I volontari, così l’Ucraina sopravvive al disastro

L’obiettivo dell’invasione russa è di smembrare l’Ucraina. A maggio si terranno i referendum per l’annessione della regione del Donbass, delle città di Mariupol e di Kherson, conquistate e attualmente occupate dall’esercito di Mosca.

La Crimea è da tempo considerata territorio russo. Le mire sono contenute in documenti del Cremlino ma ormai anche dichiarate pubblicamente. Andrej Klimov, senatore dello stesso partito di Vladimir Putin, «Russia Unita», tra gli uomini più vicini al presidente autocrate, ha dichiarato: «Siamo pronti a integrare i popoli che vorranno far parte della Federazione». Come ad esempio gli abitanti della Transnistria, la regione ribelle della Moldavia abitata in maggioranza da russofoni.

Questi obiettivi non tengono in conto la voce di Kiev, che non rinuncerà a propri territori conquistati con la forza brutale. Intanto c’è un’Ucraina che cerca di sopravvivere a bombardamenti, assedi e agli stenti. Una resistenza possibile grazie anche a una fitta rete di volontari. Quando l’esercito russo arriva in una città per conquistarla, il primo atto che compie è staccare luce, acqua, gas e comunicazioni telefoniche così da fiaccare gli abitanti. L’esercito del Cremlino sta tentando la conquista della città di Mykolaiv che aveva quasi 500mila abitanti. Ha bombardato l’acquedotto. Ma da Odessa ogni mattina parte un convoglio di autobotti e di camion pieni di bottiglie d’acqua condotto da volontari, per non lasciare senza un bene essenziale i residenti di Mykolaiv.

La distanza fra le due città è di 130 km, percorsa in 4 ore tra check point e lungo strade dissestate. Le bottiglie d’acqua sono offerte dai cittadini di Odessa (altra città nelle mire russe) ogni giorno nel punto di raccolta della Croce rossa locale. C’è una rete di solidarietà fatta di persone che sono disposte a rischiare la vita per permettere ai 13 milioni di ucraini intrappolati nelle zone dei combattimenti di ricevere il necessario almeno per sopravvivere. Anche questa è resistenza contro un invasore spietato.
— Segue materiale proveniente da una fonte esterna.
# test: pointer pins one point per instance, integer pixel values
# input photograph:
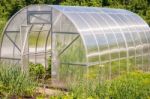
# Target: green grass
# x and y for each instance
(135, 85)
(14, 82)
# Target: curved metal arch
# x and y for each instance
(61, 9)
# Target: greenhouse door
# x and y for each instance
(35, 38)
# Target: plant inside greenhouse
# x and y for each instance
(90, 52)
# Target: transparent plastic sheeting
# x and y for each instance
(106, 34)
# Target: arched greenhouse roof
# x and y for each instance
(104, 31)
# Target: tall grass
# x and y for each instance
(14, 82)
(134, 85)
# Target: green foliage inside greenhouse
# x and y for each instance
(114, 79)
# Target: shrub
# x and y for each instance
(36, 70)
(14, 82)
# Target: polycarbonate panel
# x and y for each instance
(107, 34)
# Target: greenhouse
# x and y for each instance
(89, 41)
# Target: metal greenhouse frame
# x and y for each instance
(114, 40)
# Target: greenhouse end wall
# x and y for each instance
(84, 43)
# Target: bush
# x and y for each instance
(14, 82)
(36, 70)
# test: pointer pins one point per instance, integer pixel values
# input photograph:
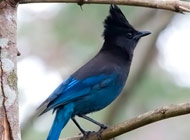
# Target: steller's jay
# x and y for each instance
(96, 84)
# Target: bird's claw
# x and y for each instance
(86, 134)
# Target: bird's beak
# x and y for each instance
(142, 33)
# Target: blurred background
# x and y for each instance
(56, 39)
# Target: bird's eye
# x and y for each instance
(129, 35)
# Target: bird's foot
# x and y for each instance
(102, 128)
(86, 134)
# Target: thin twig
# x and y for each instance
(172, 5)
(141, 120)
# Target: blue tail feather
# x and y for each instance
(62, 117)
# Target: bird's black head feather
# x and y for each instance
(116, 23)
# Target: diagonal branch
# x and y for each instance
(141, 120)
(172, 5)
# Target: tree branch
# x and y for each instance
(173, 5)
(141, 120)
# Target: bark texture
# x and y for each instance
(173, 5)
(9, 124)
(140, 121)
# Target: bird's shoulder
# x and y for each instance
(103, 63)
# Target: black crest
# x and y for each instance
(115, 22)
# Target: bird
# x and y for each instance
(100, 81)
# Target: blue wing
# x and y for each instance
(73, 89)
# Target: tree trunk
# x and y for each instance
(9, 122)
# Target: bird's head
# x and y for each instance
(118, 31)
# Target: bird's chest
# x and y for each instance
(99, 98)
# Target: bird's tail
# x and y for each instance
(62, 117)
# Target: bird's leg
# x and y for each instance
(85, 133)
(102, 126)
In questa rete ci sono pure i camionisti che compiono centinaia di chilometri per trasportare gli aiuti umanitari che arrivano da tutta Europa e dall’Italia in particolare dai punti di raccolta vicino ai confini con Polonia, Ungheria e Romania ai luoghi più abbandonati. Rischiano la pelle ma non se ne curano. In gioco c’è qualcosa di più importante: la sopravvivenza di un popolo aggredito, la sua dignità.

Tra le esperienze di volontariato c’è anche quella di Roman e Bogdan, che hanno trasformato radio Kraina fm, una delle più diffuse emittenti commerciali del Paese, in una stazione di servizio. Trasmettono notizie, avvisano gli ascoltatori sui possibili bombardamenti in arrivo, cercano di tenere alto l’umore degli ucraini trasmettendo musica e leggendo favole ai bambini nei rifugi. Ma lanciano anche appelli per reperire aiuti umanitari e risorse per l’esercito: la risposta di chi offre è sempre superiore alla domanda. Ci sono poi i volontari che si prendono cura delle opere d’arte in città che ne sono ricche, come Leopoli e Odessa: le hanno nascoste in luoghi segreti e quelle nelle strade protette con lamiere a assi di legno.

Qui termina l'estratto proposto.